With Ricky Nolasco’s track record against the Nationals and a history of rubber-match success on their side, the Marlins were in prime position Wednesday night to try and win their first series of the season.
It didn’t happen.
Bryce Harper, the new official thorn in Nolasco’s side, returned from his one-game bout with the stomach flu and produced three hits and a run as the Nationals upended the Marlins 6-1 in front of an announced crowd of 22,302 at Marlins Park.
A night after setting off the home run sculpture for the first time this season and scoring a season-high eight runs, Ross Detwiler made the Marlins (3-12) look like their old selves, scattering seven hits over seven innings and allowing just one earned run while striking out five.
“We had that one opportunity early — first and second, nobody out [in the second] and couldn’t move them,” manager Mike Redmond said. “Other than that he was tough. He threw a lot of strikes, a lot of fastballs. We really weren’t able to get anything going at all.”
Shortstop Chris Valaika, starting for an injured Adeiny Hechavarria — who missed his first game of the season with a sore right elbow — scored the Marlins’ lone run when he doubled and scored with a nifty slide on Donovan Solano’s two-out RBI single to right in the fifth.
Replays showed Valaika might have been out, but the argument Nationals manager Davey Johnson had with home plate umpire Greg Gibson didn’t change anything.
Detwiler, who came in having won just one of his past 13 road starts, continued his early season dominance by doing a nice job dancing out of trouble outside of that. The 27-year-old left-hander, who came in having allowed just one earned run over his first 13 innings this season (0.69 ERA), escaped situations with runners in scoring position in both the second and third.
Nolasco, who came in with an 11-6 record and a 3.54 ERA in 21 appearances against Washington — including a pair of shutout victories over the Nationals during the final two months of last season — wasn’t as good at evading trouble Wednesday as Detwiler.

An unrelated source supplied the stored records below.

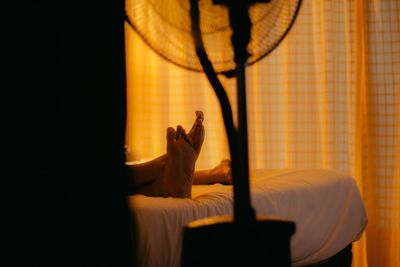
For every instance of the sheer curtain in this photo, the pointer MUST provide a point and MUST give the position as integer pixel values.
(327, 97)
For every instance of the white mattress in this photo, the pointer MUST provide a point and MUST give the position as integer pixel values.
(325, 205)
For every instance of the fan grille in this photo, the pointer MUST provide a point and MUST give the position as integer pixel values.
(165, 25)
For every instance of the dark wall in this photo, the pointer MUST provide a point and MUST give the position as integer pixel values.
(74, 130)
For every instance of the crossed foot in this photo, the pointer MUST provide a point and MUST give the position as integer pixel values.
(182, 152)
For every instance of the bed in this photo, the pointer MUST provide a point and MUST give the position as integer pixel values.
(325, 205)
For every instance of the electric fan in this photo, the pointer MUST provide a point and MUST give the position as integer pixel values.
(222, 37)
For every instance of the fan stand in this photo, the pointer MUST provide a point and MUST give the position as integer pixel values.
(238, 145)
(245, 240)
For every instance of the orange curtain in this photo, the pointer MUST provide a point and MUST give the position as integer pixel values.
(327, 97)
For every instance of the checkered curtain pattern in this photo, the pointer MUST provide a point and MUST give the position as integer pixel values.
(327, 97)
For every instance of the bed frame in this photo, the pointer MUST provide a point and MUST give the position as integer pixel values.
(343, 258)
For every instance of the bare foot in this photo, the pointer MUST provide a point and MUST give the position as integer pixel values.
(182, 151)
(197, 133)
(222, 173)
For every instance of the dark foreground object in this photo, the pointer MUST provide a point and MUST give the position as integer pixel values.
(341, 259)
(221, 242)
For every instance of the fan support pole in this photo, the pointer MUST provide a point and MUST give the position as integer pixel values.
(238, 145)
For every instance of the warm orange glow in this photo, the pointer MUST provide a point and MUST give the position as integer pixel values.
(327, 97)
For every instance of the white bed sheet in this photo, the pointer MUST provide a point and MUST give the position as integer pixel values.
(325, 205)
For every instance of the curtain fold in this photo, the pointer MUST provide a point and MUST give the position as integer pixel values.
(327, 97)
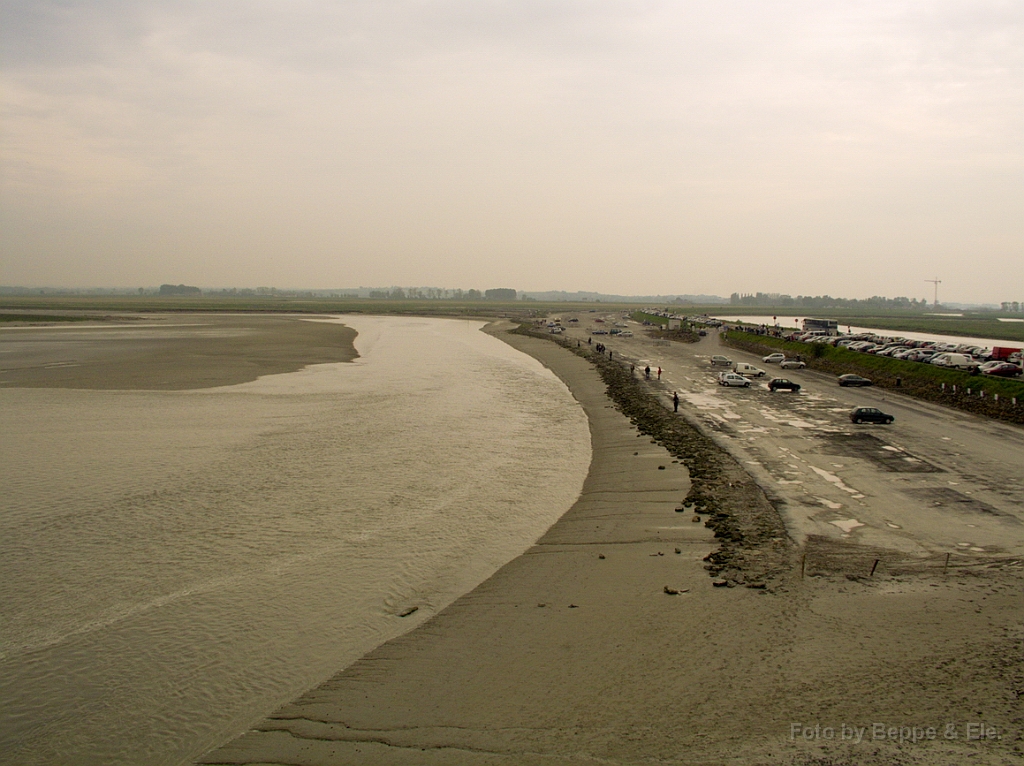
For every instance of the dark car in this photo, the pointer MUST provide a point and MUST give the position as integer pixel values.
(1003, 370)
(870, 415)
(853, 380)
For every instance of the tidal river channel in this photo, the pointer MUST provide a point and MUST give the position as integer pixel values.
(174, 564)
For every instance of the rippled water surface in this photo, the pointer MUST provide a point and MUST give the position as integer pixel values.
(174, 564)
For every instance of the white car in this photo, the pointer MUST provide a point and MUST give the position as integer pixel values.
(741, 368)
(731, 379)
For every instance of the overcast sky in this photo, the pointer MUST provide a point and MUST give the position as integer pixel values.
(638, 146)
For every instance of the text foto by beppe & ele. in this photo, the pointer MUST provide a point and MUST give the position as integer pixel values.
(973, 731)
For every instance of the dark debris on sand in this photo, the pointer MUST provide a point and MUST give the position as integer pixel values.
(754, 544)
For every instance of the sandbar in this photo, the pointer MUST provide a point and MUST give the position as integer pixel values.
(168, 351)
(608, 642)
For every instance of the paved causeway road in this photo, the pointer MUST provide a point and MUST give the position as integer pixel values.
(935, 481)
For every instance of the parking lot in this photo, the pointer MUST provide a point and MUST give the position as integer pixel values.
(935, 481)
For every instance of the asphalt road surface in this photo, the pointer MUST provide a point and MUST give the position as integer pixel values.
(935, 481)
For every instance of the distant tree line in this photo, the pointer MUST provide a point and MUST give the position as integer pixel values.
(824, 301)
(442, 294)
(179, 290)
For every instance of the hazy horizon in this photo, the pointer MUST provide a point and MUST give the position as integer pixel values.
(643, 147)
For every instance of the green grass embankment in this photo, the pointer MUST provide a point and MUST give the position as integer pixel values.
(981, 394)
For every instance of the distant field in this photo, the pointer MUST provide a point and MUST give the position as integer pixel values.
(41, 317)
(977, 325)
(300, 305)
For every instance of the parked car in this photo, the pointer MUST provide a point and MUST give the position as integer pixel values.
(731, 379)
(743, 369)
(1001, 369)
(954, 362)
(870, 415)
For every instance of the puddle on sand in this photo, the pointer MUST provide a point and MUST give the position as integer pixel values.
(847, 524)
(832, 477)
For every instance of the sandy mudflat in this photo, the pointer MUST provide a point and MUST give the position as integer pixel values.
(576, 653)
(168, 351)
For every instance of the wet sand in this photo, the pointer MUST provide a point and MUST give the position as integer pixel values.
(168, 351)
(602, 644)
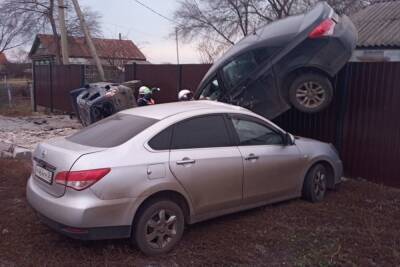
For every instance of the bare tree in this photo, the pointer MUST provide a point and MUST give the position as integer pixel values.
(14, 30)
(92, 19)
(41, 16)
(220, 24)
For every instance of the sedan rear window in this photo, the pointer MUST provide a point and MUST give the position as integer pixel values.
(112, 131)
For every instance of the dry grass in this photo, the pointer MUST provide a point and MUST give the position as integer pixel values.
(357, 226)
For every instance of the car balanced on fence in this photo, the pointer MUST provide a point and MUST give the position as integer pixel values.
(288, 62)
(145, 172)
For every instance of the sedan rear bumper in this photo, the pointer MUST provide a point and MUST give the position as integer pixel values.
(96, 233)
(82, 214)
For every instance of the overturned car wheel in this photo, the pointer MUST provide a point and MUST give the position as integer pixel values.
(310, 92)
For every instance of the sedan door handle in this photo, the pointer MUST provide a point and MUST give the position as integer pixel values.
(251, 157)
(185, 161)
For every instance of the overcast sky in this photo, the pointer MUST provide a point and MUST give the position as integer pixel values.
(151, 33)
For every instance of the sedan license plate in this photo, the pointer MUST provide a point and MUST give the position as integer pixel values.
(44, 174)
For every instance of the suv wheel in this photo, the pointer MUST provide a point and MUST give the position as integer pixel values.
(159, 227)
(315, 184)
(310, 92)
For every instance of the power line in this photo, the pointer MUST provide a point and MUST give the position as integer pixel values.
(173, 21)
(156, 12)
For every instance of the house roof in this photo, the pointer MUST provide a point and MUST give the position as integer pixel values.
(3, 59)
(44, 45)
(378, 25)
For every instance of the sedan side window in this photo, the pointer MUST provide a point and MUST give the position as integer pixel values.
(238, 69)
(251, 133)
(162, 140)
(212, 91)
(201, 132)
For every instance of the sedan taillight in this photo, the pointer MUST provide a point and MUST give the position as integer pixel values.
(80, 180)
(326, 28)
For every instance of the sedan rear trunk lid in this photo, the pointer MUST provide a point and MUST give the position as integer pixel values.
(54, 156)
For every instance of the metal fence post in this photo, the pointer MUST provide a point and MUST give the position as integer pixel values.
(33, 91)
(82, 73)
(51, 87)
(343, 98)
(179, 84)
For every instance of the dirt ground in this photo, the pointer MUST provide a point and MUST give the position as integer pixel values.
(28, 131)
(356, 226)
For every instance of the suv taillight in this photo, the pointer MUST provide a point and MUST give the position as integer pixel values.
(80, 180)
(326, 28)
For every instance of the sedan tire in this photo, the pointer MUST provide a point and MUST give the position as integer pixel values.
(315, 184)
(310, 92)
(159, 227)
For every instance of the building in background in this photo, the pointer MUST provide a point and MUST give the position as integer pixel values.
(112, 52)
(378, 33)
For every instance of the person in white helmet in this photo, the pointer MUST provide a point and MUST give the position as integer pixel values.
(145, 96)
(185, 95)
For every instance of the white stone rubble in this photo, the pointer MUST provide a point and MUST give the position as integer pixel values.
(20, 135)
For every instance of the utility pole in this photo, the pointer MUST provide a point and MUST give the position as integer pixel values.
(177, 45)
(92, 48)
(63, 31)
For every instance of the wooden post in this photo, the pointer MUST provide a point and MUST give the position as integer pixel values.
(92, 48)
(63, 31)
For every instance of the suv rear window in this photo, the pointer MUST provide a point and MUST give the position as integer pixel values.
(112, 131)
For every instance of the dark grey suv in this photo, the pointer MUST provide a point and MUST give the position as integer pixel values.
(287, 62)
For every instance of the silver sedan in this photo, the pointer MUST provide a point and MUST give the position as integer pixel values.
(144, 173)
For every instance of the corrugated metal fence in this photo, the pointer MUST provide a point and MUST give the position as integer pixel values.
(362, 121)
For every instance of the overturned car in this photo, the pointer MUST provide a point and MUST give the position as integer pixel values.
(286, 63)
(99, 100)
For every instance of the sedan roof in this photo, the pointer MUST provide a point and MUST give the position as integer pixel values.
(162, 111)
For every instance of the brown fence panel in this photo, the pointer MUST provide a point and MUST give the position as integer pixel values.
(192, 74)
(371, 147)
(65, 79)
(42, 85)
(53, 84)
(362, 121)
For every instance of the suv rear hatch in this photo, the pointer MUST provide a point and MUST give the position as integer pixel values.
(53, 157)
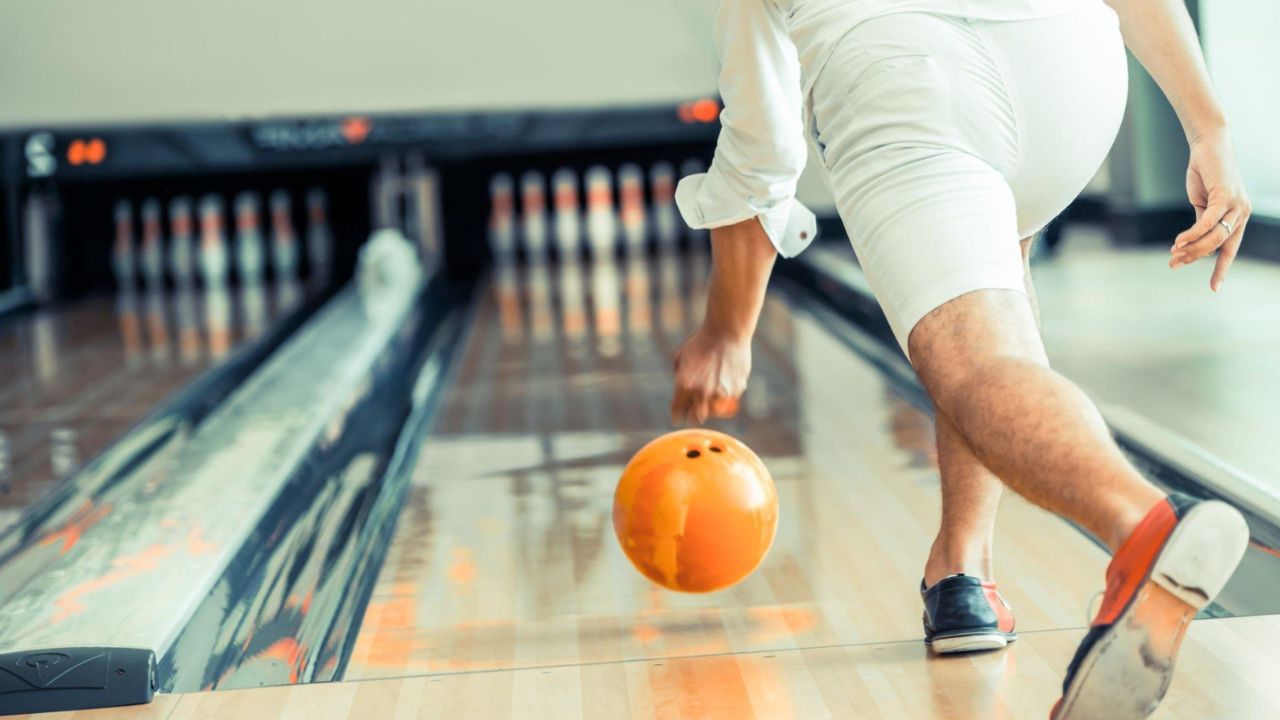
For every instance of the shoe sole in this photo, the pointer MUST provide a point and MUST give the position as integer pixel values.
(978, 642)
(1127, 673)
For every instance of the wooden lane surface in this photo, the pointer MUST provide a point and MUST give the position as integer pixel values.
(1226, 671)
(504, 556)
(80, 376)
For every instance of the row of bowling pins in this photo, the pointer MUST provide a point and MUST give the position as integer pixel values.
(604, 224)
(199, 322)
(150, 260)
(606, 299)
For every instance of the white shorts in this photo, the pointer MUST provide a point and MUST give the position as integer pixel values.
(947, 140)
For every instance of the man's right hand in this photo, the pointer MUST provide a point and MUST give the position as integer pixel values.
(711, 377)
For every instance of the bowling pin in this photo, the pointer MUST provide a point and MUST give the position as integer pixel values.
(5, 464)
(319, 237)
(41, 246)
(425, 199)
(63, 454)
(666, 218)
(122, 253)
(502, 223)
(187, 322)
(158, 326)
(571, 300)
(182, 246)
(218, 320)
(540, 313)
(284, 240)
(214, 256)
(631, 209)
(691, 167)
(533, 215)
(699, 254)
(131, 327)
(385, 191)
(151, 251)
(607, 305)
(250, 251)
(671, 300)
(506, 288)
(252, 301)
(568, 219)
(602, 224)
(639, 300)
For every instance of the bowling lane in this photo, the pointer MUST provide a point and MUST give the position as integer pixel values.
(504, 555)
(78, 376)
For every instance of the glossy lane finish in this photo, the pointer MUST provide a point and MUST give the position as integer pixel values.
(504, 555)
(77, 377)
(1226, 671)
(695, 510)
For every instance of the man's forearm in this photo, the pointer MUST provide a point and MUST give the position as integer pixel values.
(1161, 35)
(743, 259)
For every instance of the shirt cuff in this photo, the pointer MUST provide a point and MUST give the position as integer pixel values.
(789, 224)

Back-to-back singles by Adam LaRoche and Ian Desmond to open the second inning put runners on the corners and led to the first two runs of the game. After Desmond stole second, Roger Bernadina put the Nationals ahead with a groundout to short. With Desmond on third base, catcher Kurt Suzuki made it a two-run cushion with a sacrifice fly to center.
“Felt like I threw the ball well, just didn’t catch a couple breaks there. I felt like we had Desmond at second and that could have limited the damage,” said Nolasco, who later gave up a 370-foot solo home run to Suzuki to open the fifth and gave up four earned runs over six innings with six strikeouts and no walks.
“Overall, I felt I threw the ball well, didn’t walk anybody. Even the hits I gave up were good pitches. Nothing to hang my head about — just keep going and keep eating up innings and giving this team a chance to win.”
Harper, who crushed a pair of solo home runs off Nolasco in the Nats’ season-opening 2-0 win in Washington, had three of the Nationals’ seven hits off Nolasco to raise his career average to .450 (9 of 20) against Nolasco. Harper led off the sixth with a double and then scored on LaRoche’s RBI single to left, which beat a drawn-in infield.
“Now it’s to the point where I make a good pitches and they’re still falling,” Nolasco said. “I just hope he doesn’t turn into Chipper Jones for me, where every time I break his bat or even make good pitches it’s still a hit. I’m going to be seeing him a lot so I’m looking forward to the challenge of getting him out more than he gets me.”
The Nationals, who came in just 3-10 all-time in rubber games against the Marlins in South Florida since moving to Washington in 2005, pounded out 11 hits in all.
The Marlins finished just 50 of 277 (.179) at the plate during the 2-7 home stand. They were outscored 37-18.
Miami begins a six-game road trip through Cincinnati and Minnesota on Thursday.
Hechavarria, who hit the lone home run during the home stand and injured himself Wednesday making a throw during batting practice, may not make the trip. Redmond said the Marlins could opt to keep Valaika there or move second baseman Donovan Solano to short if needed.
“We got some options there,” Redmond said. “Obviously we can’t afford another injury. It seems like we get a guy back and lose another guy. It’s tough right now.”